Grigri Pixel 2019 – Workshop “How far does your house open?”
Grigri Pixel 2019 - Workshop "How far does your house open?"

Grigri Pixel is a program that explores the practices of cultural cooperation and citizenship between Africa and Europe. The project is developed around a workshop for the design and manufacture of objects – “grigris” that intervene and activate urban spaces from artistic practices and digital manufacturing, with a collaborative and experimental nature, coming from both continents.
For the second phase of the fourth edition of Grigri Pixel, a production workshop around hospitality was developed from October 14 to 26 at Medialab Prado in collaboration with the NGO SERCADE activating objects and designing hospital actions that will make up a final festive intervention in the Plaza de Letras, in front of the Medialab Prado building.

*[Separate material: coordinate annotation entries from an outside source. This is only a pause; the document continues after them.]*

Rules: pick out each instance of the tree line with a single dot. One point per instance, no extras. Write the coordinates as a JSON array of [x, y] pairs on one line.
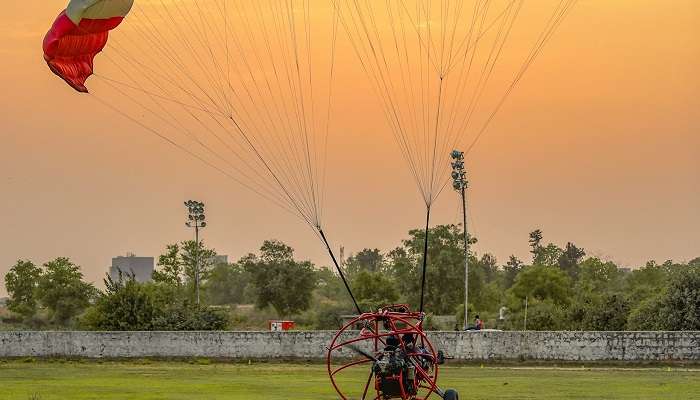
[[558, 288]]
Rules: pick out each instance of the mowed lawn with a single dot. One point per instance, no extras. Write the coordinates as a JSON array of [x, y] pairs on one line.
[[150, 380]]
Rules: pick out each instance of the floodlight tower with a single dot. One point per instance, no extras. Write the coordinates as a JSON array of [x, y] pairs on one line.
[[196, 219], [460, 184]]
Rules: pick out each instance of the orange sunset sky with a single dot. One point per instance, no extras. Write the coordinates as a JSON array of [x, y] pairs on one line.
[[599, 145]]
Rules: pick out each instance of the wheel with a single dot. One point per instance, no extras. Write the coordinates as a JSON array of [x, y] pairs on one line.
[[451, 394]]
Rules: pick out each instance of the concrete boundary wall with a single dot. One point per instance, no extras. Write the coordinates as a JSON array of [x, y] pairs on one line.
[[464, 346]]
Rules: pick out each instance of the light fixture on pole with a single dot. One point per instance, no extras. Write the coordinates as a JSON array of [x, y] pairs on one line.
[[460, 184], [196, 219]]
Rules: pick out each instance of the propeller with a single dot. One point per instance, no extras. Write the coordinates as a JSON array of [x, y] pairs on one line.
[[362, 352]]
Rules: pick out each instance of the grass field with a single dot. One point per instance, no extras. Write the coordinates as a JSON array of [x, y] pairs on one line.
[[150, 380]]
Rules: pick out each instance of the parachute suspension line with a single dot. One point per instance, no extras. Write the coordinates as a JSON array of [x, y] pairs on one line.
[[300, 174], [425, 258], [331, 79], [365, 50], [340, 270], [165, 91], [188, 152], [558, 17]]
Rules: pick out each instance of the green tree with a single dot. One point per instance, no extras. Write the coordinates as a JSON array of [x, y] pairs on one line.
[[279, 280], [511, 271], [570, 258], [171, 269], [226, 284], [126, 305], [373, 290], [371, 260], [444, 288], [681, 304], [197, 258], [535, 241], [542, 283], [21, 283], [62, 290]]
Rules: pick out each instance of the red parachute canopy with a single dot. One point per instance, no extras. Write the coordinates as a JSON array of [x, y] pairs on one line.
[[78, 34]]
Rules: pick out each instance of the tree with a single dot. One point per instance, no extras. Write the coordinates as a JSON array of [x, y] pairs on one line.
[[444, 288], [21, 283], [511, 270], [542, 283], [370, 260], [181, 262], [171, 271], [126, 305], [681, 305], [570, 259], [279, 280], [535, 241], [227, 283], [62, 290], [373, 290]]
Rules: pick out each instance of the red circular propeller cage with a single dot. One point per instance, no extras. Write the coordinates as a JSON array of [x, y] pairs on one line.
[[351, 349]]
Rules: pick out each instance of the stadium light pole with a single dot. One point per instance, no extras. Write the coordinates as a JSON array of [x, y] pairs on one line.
[[460, 184], [196, 219]]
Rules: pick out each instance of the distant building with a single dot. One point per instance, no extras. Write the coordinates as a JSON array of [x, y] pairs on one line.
[[140, 267]]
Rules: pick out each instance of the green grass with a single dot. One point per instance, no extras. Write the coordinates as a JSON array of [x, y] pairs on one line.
[[150, 380]]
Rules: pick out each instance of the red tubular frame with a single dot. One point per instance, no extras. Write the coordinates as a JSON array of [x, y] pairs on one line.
[[426, 380]]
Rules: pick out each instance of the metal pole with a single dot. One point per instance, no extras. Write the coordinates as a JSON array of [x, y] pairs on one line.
[[196, 260], [340, 270], [466, 259], [525, 313]]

This workshop is carried out from the first phase of this fourth edition developed between May and June with three sessions in collaboration with the SERCADE reception center, the discussion between Marina Garcés and Felwine Sarr in Madrid, and the workshop in Niamey, Niger in June of 2019.
The workshop has been developed around 3 axes: the constructive and urban spaces intervention axe, the technological and digital manufacturing area, and the research, recovery, and activation of memories.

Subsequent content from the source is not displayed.